When the Bill's Not In the Mail

A consumer recently wrote me about a problem with her Sears/Citibank account. Her story has an important warning I want to share with everyone.

This woman I'll call "Shelly" had a payment due on her account March 14, 2006, but she didn't receive a billing statement for it. She realized on  March 17, 2006 that it hadn't arrived so she called the card issuer immediately, and paid it by phone. She told me she did not receive a statement for that month because it was sent it to a wrong address, though the issuer had been sending it to the correct address for over a year, and she did not change her address.

The next month her interest rate rose from 5.9% (with a payment of  $135.00 a month) to 32% interest (with a payment of over $300). She couldn't afford the higher payment and tried to negotiate it down. She continued to pay $135/month which resulted in fees and penalties. Her balance is now over $11,000. (It was $9000 when the mess started.)

I contacted the card issuer on Shelly's behalf, and they are looking into her problem.

I am also sending Shelly a copy of Managing Debt for Dummies, a new book that just came out in the Dummies series. Written by long-time consumer advocates and attorney John Ventura and Mary Reed, it offers straightforward smart advice for digging out of that hole and getting ahead. Like Ventura and Reed's other books it gives the straight scoop on your options and how to make sense of them.

But back to the story...

If Shelly is correct in her assertion that the bill was mailed to the wrong address, and she made good on the payment immediately when she noticed it, a 32% rate hike seems unnecessarily harsh. I don't think an issuer should more than quadruple the interest rate because of a mistake that appears, at least in good part, to be their fault. (Actually I think there are few reasons for a 32% rate!)

The good news is there is a federal law that comes into play here. Under the Fair Credit Billing Act, if an issuer doesn't send your billing statement (provided you gave adequate notice of a change in address) then you can dispute the matter under that law. If you write to the issuer within 60 days of the date the statement should have been mailed to you, then the issuer can't charge interest as a result of the error.

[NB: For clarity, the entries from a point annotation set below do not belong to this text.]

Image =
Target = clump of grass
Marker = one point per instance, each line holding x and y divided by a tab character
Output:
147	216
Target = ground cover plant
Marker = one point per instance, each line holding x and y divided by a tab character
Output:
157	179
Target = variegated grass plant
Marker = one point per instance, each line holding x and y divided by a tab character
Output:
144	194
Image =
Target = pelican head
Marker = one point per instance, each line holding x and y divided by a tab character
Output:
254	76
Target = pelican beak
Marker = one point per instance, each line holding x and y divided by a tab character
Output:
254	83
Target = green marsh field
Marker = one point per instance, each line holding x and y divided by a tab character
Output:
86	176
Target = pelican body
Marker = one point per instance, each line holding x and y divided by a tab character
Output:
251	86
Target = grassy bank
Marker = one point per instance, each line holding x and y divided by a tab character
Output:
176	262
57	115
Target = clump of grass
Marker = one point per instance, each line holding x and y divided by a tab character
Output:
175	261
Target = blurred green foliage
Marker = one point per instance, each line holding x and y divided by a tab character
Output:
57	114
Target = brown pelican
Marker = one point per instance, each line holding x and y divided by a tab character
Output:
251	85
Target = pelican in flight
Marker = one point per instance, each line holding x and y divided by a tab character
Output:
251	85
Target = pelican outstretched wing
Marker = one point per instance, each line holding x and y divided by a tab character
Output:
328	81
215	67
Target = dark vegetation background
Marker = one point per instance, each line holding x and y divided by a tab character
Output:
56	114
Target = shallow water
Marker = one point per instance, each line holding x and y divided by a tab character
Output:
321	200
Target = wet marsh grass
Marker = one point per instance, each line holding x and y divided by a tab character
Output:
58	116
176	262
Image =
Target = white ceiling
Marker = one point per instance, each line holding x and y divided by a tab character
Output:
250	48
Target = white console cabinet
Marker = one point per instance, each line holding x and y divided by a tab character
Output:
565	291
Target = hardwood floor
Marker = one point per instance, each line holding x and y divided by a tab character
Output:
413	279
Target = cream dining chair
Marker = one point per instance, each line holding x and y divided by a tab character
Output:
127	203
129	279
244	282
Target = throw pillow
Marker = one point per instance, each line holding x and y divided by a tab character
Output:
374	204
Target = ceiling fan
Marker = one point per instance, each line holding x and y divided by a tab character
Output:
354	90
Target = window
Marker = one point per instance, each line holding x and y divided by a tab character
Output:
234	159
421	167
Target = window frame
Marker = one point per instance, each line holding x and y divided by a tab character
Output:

However, Shelly did what most of us would do -- she called the issuer. But phoning does not preserve your rights under the Fair Credit Billing Act. Only a letter sent to the billing errors address on her statement would have sufficed.

Shelly tells me she did write, but after that all-important 60-day window closed. Had she written the issuer promptly, she would definitely have a been protected against extra interest charges.

Hopefully Citibank will do the right thing and work out the problem with Shelly. I'll let you know what I hear from them.

In the meantime, keep in mind that if you have any kind of billing dispute with your credit card, always follow up right away in writing, send the dispute certified mail, and keep a copy of your correspondence for your records.

Update: Citibank emailed me and let me know they reversed the additional interest charges on Shelly's account. Great news for her, and thanks to Citi for doing the right thing!